TaxSource Total

Here you can access and search summaries of relevant Irish, UK and international case law written by Chartered Accountants Ireland

The case summaries are displayed per year, per month and by case title with links to the case source

Allnutt & Anor v Wilding & Ors [2006] EWHC 1905 (Ch)

The High Court dismissed an application by executors of a testator's will to rectify a settlement where there was no evidence that the testator's true intention had been to execute a settlement in a different form, even though it had not achieved the object of avoiding inheritance tax.

Facts

A wealthy testator made his will, taking steps to mitigate the impact of inheritance tax on his estate after his death. He instructed the first defendant solicitor to draft a trust settlement into which he paid £550,000 to make provision for his issue. The first claimant and the first defendant to the present proceedings were named as trustees and the beneficiaries were defined as the children and any remoter issue of the settlor born within an 80-year perpetuity period commencing on the date of the settlement.

The trustees had a discretionary power to pay or apply income to or for the benefit of one or more of the beneficiaries, with a power to accumulate income for 21 years. There was also a discretionary power to pay or apply capital to or for the benefit of one or more of the beneficiaries. The settlement was a fairly conventional discretionary settlement and there had been no distributions to any beneficiary since its creation.

Following the settlor's death, well after the expiration of the seven year period, Revenue and Customs pointed out that the inheritance tax saving intended to be achieved by the transfer of the £550,000 to the settlement had failed. They said that as the trustees had made no appointments, the settlement was a discretionary one in respect of which none of the beneficiaries had any interest in possession; nor did the settlement qualify as an accumulation and maintenance settlement within s. 71 of the Inheritance Tax Act 1984 (‘IHTA 1984’). In the circumstances, the transfer of the £550,000 to the settlement did not qualify as a potentially exempt transfer within IHTA 1984, s. 3A. The transfer was instead a chargeable transfer.

The first defendant claimed that he had acted in haste in drafting the settlement and did not fully appreciate the effect of the words used or the need to create an interest in possession and had made a genuine error in drawing up the settlement.

Therefore an application was made to the court to rectify the settlement by redrafting it. The Revenue did not wish to be joined as a party to the proceedings.

Issue

Whether rectification was justified as the testator had executed the settlement in a mistaken belief as to the effect of its drafting.

Decision

Rimer J (dismissing the application) said that rectification was a discretionary equitable remedy. Its function was to enable parties to a transaction to correct mistakes in the way their transaction had been recorded. It was no part of its function to enable parties to change the substance of the transaction they had entered into. The remedy of rectification was also available to achieve the correction of a voluntary settlement so as to enable any mistakes in the settlement as executed to accord with the settlor's true intention when he executed it (Re Butlin's Settlement Trusts, Butlin v Butlin [1976] Ch 251 applied). The present case was far removed from the usual type of case in which rectification was or might be available. The rectification sought was, in effect, the substitution of the settlement as executed by a settlement in materially different form, although what was formally sought was the amendment of the executed settlement by the deletion and addition of various provisions.

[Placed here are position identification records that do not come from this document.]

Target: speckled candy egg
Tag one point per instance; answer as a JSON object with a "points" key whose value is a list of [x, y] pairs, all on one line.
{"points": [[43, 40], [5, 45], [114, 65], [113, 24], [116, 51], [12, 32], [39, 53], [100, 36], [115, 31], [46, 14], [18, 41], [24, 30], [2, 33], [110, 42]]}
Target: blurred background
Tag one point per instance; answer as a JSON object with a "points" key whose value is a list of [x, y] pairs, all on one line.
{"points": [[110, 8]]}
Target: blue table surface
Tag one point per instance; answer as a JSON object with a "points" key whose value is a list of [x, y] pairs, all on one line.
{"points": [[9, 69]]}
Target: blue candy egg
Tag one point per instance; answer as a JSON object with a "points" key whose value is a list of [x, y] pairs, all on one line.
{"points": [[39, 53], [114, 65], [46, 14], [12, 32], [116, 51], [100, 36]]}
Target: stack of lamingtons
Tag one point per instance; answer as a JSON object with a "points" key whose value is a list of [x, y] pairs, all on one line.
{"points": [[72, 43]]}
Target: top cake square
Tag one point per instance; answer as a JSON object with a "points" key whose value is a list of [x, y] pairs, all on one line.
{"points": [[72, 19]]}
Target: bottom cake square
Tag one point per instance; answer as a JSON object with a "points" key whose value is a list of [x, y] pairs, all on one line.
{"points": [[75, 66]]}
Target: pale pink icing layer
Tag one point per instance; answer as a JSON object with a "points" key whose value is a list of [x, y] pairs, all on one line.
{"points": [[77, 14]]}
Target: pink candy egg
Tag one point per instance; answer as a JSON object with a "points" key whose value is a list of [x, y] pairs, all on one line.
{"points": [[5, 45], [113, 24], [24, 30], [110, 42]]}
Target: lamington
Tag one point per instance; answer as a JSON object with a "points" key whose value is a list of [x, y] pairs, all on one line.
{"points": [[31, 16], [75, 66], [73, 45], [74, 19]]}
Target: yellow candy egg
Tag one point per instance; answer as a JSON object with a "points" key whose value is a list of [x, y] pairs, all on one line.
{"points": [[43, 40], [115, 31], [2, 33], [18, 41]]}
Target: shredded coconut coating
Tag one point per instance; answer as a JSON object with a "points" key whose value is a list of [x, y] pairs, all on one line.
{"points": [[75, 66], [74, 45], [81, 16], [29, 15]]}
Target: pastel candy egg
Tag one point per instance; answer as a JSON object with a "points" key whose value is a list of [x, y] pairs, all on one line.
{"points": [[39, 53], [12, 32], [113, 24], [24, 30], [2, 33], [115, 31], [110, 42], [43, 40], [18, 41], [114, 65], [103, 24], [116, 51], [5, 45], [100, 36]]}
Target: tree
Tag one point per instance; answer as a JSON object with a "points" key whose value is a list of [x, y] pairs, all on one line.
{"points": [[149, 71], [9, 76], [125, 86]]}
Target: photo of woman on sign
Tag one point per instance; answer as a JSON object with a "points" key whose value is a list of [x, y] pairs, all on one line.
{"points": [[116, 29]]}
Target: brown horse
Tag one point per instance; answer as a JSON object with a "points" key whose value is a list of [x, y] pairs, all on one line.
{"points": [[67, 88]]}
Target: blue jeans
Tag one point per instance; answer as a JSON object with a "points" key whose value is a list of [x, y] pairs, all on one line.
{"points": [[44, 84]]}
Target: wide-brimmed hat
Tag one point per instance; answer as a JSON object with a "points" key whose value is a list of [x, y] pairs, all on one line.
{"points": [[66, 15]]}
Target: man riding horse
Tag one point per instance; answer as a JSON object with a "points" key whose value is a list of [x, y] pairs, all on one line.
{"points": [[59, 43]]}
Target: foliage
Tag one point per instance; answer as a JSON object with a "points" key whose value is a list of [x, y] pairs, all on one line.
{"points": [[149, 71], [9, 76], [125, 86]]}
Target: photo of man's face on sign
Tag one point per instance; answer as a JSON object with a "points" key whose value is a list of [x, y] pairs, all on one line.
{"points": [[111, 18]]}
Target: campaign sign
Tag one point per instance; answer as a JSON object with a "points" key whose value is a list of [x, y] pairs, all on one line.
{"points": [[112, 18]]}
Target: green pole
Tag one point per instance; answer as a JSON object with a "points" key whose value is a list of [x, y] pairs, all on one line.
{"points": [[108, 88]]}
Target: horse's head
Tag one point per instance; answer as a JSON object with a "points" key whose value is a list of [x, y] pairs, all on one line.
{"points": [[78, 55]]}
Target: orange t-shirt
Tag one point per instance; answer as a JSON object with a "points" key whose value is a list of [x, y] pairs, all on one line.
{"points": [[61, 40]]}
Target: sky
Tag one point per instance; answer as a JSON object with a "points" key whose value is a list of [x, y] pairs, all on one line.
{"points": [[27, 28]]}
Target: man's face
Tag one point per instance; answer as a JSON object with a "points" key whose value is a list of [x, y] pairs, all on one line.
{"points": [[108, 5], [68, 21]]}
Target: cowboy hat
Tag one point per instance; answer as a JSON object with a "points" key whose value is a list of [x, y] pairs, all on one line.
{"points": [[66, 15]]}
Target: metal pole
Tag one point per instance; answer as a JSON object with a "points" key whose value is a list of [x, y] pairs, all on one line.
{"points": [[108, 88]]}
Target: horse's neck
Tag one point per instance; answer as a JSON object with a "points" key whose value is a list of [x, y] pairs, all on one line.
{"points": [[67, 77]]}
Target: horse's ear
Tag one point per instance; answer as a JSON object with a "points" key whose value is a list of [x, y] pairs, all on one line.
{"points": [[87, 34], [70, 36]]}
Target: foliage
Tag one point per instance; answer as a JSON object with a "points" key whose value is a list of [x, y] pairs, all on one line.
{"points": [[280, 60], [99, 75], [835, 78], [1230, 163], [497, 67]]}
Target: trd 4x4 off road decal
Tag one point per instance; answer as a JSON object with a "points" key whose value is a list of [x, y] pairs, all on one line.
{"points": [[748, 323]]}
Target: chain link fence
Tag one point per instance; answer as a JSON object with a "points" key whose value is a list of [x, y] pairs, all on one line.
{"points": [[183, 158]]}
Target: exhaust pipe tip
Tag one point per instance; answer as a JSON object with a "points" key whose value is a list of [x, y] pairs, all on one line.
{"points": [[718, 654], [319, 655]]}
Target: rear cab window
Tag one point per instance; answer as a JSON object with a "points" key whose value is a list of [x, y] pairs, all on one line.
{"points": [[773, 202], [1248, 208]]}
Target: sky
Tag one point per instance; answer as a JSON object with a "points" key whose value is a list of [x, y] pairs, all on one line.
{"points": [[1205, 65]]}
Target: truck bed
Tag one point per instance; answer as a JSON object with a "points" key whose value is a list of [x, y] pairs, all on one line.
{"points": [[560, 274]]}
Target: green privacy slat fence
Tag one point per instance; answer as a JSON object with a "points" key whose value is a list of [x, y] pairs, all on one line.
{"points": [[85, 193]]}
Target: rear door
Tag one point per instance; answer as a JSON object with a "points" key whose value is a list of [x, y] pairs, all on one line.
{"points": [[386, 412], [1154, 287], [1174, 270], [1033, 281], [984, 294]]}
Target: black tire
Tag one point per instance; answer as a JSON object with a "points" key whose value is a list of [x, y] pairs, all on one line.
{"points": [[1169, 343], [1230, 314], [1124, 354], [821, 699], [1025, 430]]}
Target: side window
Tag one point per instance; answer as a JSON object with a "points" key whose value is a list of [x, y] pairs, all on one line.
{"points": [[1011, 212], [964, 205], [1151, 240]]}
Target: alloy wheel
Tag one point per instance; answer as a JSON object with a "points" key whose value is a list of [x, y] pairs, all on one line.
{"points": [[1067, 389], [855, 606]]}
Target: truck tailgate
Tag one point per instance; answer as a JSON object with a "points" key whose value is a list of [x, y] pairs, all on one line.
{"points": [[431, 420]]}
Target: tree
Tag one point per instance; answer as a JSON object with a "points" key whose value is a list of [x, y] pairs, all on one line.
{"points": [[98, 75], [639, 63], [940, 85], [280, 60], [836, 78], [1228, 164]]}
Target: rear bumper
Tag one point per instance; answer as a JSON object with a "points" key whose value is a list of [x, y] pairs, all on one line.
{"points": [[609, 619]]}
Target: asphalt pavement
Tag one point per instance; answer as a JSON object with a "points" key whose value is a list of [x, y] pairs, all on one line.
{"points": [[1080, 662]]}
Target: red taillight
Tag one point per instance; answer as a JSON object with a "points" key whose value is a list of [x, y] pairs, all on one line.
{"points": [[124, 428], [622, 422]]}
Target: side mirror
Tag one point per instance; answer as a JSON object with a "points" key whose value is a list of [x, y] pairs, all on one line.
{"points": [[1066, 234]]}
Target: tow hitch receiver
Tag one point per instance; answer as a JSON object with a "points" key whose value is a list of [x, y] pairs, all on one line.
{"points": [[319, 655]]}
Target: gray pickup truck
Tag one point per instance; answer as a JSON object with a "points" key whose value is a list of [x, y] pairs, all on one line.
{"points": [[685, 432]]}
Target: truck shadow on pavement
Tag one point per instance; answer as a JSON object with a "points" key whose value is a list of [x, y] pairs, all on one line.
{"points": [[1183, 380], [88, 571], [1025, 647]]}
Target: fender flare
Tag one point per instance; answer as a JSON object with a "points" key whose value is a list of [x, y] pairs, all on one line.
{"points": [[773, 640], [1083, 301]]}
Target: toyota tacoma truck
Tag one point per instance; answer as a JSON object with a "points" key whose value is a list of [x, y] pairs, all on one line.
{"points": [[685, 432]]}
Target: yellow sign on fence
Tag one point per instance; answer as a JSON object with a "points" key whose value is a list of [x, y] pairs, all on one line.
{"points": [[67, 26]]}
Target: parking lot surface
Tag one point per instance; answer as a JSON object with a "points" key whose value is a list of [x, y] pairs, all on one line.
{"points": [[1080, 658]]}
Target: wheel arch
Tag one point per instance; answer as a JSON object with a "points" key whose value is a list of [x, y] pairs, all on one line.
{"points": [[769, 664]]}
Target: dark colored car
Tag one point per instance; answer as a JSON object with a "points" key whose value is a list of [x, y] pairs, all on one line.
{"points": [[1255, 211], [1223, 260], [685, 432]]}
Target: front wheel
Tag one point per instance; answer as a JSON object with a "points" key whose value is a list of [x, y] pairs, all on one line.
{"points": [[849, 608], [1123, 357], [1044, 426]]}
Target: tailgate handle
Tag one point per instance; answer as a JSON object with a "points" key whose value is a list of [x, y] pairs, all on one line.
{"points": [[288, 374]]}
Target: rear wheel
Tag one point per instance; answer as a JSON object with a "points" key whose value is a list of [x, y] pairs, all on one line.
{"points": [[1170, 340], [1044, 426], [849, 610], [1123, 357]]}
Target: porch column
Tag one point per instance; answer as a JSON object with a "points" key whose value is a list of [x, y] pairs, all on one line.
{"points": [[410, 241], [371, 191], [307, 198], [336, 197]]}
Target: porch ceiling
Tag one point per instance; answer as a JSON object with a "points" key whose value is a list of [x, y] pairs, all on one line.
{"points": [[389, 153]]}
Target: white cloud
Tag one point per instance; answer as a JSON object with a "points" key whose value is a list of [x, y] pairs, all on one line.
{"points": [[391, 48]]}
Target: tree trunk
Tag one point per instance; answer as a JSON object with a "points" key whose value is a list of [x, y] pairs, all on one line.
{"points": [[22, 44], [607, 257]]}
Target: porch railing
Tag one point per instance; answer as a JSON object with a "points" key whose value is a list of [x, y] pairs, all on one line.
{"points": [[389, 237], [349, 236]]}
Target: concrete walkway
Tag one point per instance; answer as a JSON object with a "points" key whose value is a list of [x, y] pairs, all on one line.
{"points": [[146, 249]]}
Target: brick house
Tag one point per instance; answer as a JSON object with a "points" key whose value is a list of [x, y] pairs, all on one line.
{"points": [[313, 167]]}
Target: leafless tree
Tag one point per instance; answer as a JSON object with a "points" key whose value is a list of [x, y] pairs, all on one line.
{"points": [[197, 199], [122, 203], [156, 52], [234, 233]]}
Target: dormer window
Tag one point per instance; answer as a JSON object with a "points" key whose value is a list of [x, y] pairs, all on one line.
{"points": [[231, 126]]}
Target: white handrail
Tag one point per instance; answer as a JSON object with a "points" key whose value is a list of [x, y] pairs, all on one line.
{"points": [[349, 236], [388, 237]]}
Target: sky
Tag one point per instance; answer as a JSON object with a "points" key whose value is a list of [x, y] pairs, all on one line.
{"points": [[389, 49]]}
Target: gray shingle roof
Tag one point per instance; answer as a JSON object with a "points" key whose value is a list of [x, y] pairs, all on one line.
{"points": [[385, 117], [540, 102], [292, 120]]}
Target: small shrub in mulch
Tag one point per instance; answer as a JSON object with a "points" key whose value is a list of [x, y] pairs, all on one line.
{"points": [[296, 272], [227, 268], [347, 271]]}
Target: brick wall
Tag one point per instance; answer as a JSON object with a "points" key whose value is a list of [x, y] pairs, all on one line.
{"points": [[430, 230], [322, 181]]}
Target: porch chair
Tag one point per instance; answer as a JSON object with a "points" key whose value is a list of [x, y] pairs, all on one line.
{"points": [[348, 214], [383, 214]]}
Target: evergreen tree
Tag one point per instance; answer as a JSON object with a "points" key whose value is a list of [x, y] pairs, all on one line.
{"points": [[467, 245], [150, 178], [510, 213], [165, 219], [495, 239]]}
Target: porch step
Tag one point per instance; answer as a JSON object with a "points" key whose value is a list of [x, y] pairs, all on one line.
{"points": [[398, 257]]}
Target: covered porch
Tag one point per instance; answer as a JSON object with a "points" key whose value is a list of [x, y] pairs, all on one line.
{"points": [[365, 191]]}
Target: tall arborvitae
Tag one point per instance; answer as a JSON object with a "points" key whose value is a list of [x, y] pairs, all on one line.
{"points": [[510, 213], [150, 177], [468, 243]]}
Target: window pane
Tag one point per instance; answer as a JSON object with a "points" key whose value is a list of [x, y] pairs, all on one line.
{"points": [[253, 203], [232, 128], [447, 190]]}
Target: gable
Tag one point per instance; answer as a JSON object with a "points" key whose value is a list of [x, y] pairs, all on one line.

The evidence showed that the settlor's instructions to the first defendant went little further than an indication that he wanted to give away £550,000 in a manner which would save his estate from inheritance tax if he survived seven years; and that he wanted to do it by paying the money to a settlement he proposed to create for his children, whilst not wanting them to be entitled to the money until after his death. There was no suggestion that he had the faintest idea of the legal requirements of a potentially exempt transfer, let alone that he had ever considered s. 3A of IHTA 1984. In all the circumstances, the settlor intended to execute a settlement in exactly the form that the first defendant drafted. In so far as he was labouring under a mistake when he did so, that mistake was not as to the language, terms, meaning or effect of the settlement. His only mistake was that a payment of the £550,000 to it would be a potentially exempt transfer. A mistake of that nature was not one which the court had any jurisdiction to rectify. Since the settlor should be assumed to have understood the meaning and effect of the substantive trusts and powers of the settlement he executed, and to have intended to execute a settlement in that form with the legal effect it had, there was no error in the drafting of the settlement, or his understanding of it, that called for correction. It might be that, if the first defendant had given him proper advice, the settlor would have agreed to a settlement in the form of the proposed re-draft but that was not the point. The question was whether it could be said that he intended to execute a settlement in that form, and only executed the settlement in its very different form in the mistaken belief that it had in fact been drafted in the form of the re-draft. The proposition that he was labouring under any such mistake was absurd. He had no such intention and nor did he execute the settlement under any such mistake.

Chancery Division. Judgment delivered 26 July 2006.